Hpricot Relative Path

jcain · March 12, 2010, 10:22pm

I’m trying to write a script that pulls out an image from a yfrog page

So this is what I have

require ‘rubygems’
require ‘hpricot’
require ‘open-uri’

url = ‘ImageShack - Best place for all of your image hosting and image sharing needs’
doc = Hpricot(open(url))

(doc%“#main_image”).attributes[‘src’] # => “/img3/7036/gssac.jpg”
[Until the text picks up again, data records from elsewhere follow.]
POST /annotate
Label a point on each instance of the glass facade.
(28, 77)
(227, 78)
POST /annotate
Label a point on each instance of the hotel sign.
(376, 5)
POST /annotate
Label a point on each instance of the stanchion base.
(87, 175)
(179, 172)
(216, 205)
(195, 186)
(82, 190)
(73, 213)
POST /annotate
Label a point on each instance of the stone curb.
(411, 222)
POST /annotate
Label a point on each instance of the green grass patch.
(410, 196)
The problem is that the path is relative.
I’ve done a little googling, queried my ruby and rails ML archives,
glanced
at hpricot code, and looked through the method lists for open-uri and
hpricot.
So far, I don’t see anything that looks very useful.
Is there a way to have it give me the absolute path so that I can
reference
the picture later?

The only thing I’ve found that works so far involves string
manipulation,
which seems like a brittle workaround to replace something that probably
exists if I could just find it.

url = ‘ImageShack - Best place for all of your image hosting and image sharing needs’
page = open(url)
base = page.base_uri.to_s[ /(?:http://)?[^/]*// ] # => "
http://img3.yfrog.com/"
relative = (Hpricot(page)%“#main_image”).attributes[‘src’] # =>
“/img3/7036/gssac.jpg”
absolute = URI.join( base , relative )
absolute.to_s # => “http://img3.yfrog.com/img3/7036/gssac.jpg”
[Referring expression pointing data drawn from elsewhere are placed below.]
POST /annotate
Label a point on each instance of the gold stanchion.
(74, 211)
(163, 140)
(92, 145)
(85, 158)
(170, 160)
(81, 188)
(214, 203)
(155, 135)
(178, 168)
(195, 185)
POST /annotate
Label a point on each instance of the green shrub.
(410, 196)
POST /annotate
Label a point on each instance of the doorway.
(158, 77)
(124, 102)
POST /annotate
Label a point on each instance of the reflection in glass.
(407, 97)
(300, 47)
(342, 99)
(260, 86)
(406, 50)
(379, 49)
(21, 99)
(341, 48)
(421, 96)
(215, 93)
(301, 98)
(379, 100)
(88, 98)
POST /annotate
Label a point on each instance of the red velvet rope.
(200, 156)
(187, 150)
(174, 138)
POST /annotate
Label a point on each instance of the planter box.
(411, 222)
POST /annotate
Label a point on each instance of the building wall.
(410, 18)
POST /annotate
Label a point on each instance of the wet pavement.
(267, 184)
Anyone know of a better solution?

jcain · March 12, 2010, 10:54pm

On Fri, Mar 12, 2010 at 1:22 PM, Josh C. [email protected]
wrote:

The problem is that the path is relative.
I’ve done a little googling, queried my ruby and rails ML archives, glanced
at hpricot code, and looked through the method lists for open-uri and
hpricot.
So far, I don’t see anything that looks very useful.
Is there a way to have it give me the absolute path so that I can reference
the picture later?

Hpricot is just telling you what’s in the HTML. Munging the
document’s contents are your responsibility, not the parser’s

The only thing I’ve found that works so far involves string manipulation,
which seems like a brittle workaround to replace something that probably
exists if I could just find it.

Look into the URI library.

require ‘uri’

uri = URI.parse( “ImageShack - Best place for all of your image hosting and image sharing needs” )
uri.path = # your hpricot magic to get the image path goes here

Ben

jcain · March 13, 2010, 12:23am

On Fri, Mar 12, 2010 at 3:54 PM, Ben B. [email protected]
wrote:

uri = URI.parse( “ImageShack - Best place for all of your image hosting and image sharing needs” )
uri.path = # your hpricot magic to get the image path goes here

Ben

Thanks, this is what I am using now:

page = open url
image_path = URI.parse page.base_uri.to_s.sub( %r(/$) , ‘’ )
image_path.path = (Hpricot(page)%“#main_image”).attributes[‘src’]
image_path.to_s

It still seems a little excessive, but it’s a lot better than what I had
before.